Hacı Arif Bey
Besteci
1831 yılında İstanbul'da Eyüp semtinde doğdu. Eyüp
Şeri'ye Mahkemesi Başkâtibi Bekir Efendi'nin oğludur. Daha ilköğrenimi sırasında
güzel sesiyle dikkati çekti. Kendisiyle önce Zekâi Dede ilgilendi ve onu besteci
Eyyubî Mehmed Bey'e götürdü. Arif Bey ilk musiki zevkini, bilgisini Mehmed
Bey'den aldı. Altı yaş büyüğü olan, geleceğin değerli bestecisi Zekâî Efendi,
onu hocası Dede Efendi'yle tanıştırdı; musikiye karşı büyük yeteneği olduğunu
Dede Efendi de görmüştü. Arif Bey 1844'te Mehmed Bey'in yardımıyla Bab-ı
Seraskeri'ye memur olarak girdi. Bir yandan çalışıyor, bir yandan da musikiye
vakit ayırıyordu. Bir süre Mehmed Bey'in Muzika-yı Hümayun'daki derslerine
dışardan devam etti. Çok geçmeden sesinin güzelliğini haber alan Sultan
Abdülmecid Han onu Muzika-yı Hümayun'a aldırdı. Saray'daki musiki hocası besteci
Haşim Bey'dir. Haşim Bey'den çok yararlandı, ondan yüzlerce eser öğrendi. Okuyuş
üslubunu da ondan aldığı söylenir.
Abdülmecid Han, Arif Bey'e Saray'da büyük yakınlık
gösterdi; onu "kurena"lık (mabeynci) rütbesine kadar yükseltti, dördüncü Mecidî
nişanıyla ödüllendirdi. Arif Bey haremdeki cariyelerin musiki hocalığı görevini
de yürütüyordu. Bu dersler sırasında Çeşm-i Dilber adlı bir cariyeye âşık oldu.
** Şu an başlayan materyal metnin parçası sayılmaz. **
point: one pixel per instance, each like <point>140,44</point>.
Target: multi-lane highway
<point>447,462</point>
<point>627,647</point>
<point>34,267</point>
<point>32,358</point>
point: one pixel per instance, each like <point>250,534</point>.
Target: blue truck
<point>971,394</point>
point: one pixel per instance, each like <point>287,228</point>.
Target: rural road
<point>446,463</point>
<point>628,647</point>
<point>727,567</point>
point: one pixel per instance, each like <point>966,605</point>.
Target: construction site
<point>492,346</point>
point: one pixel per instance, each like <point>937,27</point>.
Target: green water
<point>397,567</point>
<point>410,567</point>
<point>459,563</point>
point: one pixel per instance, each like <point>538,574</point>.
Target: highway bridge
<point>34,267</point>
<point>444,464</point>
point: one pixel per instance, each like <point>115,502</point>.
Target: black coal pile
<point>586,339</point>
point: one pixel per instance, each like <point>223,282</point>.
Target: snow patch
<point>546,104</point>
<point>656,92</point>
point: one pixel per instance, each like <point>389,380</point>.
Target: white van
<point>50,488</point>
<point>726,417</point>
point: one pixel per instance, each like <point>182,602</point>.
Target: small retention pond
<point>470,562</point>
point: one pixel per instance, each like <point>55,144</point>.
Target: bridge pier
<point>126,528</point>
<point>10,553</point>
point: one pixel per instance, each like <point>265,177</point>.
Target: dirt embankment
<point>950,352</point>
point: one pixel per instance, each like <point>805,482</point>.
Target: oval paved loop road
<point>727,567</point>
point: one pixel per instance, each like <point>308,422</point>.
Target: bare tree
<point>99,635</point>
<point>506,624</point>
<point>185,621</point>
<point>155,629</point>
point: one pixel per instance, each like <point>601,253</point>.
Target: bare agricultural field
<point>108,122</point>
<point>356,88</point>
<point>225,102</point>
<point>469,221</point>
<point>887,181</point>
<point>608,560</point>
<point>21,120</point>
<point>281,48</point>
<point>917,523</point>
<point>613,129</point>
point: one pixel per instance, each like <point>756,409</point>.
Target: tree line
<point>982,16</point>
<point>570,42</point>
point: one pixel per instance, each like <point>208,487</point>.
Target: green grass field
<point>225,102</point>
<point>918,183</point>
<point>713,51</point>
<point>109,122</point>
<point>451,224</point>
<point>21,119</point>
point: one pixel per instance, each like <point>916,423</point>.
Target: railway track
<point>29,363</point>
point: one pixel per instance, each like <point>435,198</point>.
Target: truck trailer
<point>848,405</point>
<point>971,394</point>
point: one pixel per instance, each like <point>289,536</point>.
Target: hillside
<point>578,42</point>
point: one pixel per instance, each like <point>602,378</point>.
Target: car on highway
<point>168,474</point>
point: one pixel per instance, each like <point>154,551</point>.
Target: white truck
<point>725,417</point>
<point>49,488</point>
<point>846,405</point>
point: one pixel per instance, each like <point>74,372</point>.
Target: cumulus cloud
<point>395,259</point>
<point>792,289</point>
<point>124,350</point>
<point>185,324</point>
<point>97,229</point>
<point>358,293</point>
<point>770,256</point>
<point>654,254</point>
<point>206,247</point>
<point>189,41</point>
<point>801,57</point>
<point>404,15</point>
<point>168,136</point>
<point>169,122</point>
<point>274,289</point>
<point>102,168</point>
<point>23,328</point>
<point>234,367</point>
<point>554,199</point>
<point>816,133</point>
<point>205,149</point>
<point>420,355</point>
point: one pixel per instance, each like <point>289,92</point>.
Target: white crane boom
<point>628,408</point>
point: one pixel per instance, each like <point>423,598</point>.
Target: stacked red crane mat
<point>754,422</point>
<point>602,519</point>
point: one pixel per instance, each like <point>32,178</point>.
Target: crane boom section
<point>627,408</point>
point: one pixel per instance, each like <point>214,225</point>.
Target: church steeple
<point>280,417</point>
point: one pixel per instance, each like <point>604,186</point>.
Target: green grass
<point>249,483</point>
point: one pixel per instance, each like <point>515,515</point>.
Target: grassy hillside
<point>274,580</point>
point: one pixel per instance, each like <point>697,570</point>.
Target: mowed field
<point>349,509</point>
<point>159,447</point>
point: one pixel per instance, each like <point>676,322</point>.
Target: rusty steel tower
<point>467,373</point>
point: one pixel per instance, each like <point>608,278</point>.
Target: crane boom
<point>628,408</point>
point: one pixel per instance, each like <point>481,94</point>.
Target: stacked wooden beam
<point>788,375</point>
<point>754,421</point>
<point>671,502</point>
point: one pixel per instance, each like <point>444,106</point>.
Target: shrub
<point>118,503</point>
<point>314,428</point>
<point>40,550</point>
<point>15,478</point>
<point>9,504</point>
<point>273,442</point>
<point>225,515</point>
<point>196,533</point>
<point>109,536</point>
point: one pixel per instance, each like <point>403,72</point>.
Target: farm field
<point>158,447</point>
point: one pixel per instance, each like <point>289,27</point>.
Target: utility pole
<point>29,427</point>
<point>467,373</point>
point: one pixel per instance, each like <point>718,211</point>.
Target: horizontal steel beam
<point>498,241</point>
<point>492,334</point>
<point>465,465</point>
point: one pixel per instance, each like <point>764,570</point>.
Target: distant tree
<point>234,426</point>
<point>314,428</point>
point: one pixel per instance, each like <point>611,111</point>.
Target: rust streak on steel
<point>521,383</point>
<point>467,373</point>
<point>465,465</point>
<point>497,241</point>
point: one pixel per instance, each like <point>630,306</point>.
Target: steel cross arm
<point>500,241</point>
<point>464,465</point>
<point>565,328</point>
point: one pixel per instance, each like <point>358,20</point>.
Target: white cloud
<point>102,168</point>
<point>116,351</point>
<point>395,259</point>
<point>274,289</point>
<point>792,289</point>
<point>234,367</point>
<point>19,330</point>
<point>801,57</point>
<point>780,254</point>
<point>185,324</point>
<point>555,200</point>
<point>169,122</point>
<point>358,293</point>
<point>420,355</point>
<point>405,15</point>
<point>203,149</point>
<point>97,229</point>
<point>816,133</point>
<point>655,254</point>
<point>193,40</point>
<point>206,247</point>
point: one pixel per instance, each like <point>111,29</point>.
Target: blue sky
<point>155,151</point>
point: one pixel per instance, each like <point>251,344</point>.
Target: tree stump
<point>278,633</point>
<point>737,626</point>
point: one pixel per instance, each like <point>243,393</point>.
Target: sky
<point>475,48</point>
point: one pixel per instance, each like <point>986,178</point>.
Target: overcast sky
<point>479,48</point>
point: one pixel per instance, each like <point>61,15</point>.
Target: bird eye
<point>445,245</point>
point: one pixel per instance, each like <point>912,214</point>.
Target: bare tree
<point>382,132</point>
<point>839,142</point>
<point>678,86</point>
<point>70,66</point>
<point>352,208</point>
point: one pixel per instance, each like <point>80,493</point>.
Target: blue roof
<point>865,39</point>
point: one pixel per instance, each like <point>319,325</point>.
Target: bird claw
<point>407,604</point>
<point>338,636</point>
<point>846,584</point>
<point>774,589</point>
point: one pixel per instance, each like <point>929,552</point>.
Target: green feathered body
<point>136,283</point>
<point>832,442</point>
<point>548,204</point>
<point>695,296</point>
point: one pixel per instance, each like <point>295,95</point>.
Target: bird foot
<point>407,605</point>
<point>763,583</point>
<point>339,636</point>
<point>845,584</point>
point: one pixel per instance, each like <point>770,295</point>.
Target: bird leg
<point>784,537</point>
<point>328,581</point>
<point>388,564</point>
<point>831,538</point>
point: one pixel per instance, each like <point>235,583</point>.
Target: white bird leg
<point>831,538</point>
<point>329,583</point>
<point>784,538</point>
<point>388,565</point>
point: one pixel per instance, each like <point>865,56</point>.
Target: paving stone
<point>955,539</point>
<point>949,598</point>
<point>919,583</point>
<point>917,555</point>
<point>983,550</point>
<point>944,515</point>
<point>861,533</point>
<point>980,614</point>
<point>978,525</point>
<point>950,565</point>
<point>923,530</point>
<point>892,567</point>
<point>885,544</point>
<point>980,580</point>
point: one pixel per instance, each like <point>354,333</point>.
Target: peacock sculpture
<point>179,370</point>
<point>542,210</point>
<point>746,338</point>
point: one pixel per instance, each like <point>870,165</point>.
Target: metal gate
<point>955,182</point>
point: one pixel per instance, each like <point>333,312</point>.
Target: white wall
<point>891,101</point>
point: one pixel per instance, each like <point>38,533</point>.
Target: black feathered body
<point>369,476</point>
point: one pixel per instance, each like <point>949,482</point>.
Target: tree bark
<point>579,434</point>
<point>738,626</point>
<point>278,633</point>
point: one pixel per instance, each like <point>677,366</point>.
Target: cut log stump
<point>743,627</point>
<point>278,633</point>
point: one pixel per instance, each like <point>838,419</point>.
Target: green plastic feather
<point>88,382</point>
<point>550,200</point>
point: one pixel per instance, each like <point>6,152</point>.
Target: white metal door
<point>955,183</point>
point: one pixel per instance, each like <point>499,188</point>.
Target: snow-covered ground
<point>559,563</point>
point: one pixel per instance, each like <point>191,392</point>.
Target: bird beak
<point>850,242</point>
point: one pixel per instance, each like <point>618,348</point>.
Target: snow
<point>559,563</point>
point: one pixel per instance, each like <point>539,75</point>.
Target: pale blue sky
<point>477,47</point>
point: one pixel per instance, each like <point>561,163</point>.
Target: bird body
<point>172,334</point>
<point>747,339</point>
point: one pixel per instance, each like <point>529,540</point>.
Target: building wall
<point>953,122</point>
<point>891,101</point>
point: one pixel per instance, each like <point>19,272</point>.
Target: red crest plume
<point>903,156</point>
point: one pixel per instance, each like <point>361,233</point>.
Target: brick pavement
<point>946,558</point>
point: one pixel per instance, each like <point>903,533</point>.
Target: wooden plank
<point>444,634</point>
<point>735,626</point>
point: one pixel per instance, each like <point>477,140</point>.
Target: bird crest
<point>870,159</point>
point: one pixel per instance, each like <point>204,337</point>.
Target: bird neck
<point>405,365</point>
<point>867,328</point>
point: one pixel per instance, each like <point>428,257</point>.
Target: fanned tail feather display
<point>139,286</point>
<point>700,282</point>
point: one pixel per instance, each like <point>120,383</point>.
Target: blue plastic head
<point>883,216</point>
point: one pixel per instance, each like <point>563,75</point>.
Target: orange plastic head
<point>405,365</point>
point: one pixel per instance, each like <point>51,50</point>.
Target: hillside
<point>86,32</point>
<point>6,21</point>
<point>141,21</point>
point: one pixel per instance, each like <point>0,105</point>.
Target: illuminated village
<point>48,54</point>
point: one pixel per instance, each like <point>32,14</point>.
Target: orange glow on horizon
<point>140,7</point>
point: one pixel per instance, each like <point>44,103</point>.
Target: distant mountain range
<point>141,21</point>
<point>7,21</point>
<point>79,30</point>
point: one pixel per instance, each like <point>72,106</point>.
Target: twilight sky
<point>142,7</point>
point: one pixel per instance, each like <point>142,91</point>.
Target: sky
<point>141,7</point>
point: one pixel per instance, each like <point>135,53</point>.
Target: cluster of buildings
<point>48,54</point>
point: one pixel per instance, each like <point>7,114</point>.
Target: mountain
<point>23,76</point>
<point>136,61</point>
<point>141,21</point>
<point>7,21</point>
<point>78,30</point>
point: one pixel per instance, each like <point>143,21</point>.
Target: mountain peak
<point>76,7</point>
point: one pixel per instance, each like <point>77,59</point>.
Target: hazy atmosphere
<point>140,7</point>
Padişahın izniyle Çeşm-i Dilber'le evlenerek Saray'dan ayrıldı. İki çocukları
oldu. Ama bu evlilik yürümedi Çeşm-i Dilber, çocuklarını Arif Bey'e bırakarak
bir tüccarla evlendi. Arif Bey, "Niçin terk eyleyip gittin a zalim", "Düşer mi
şanına ey şeh-i hûban" dizeleriyle başlayan kürdilihicazkâr şarkılarını
terkedilmenin acısı üzerine besteledi.
Bir süre sonra Abdülmecid Han tarafından "serhanende"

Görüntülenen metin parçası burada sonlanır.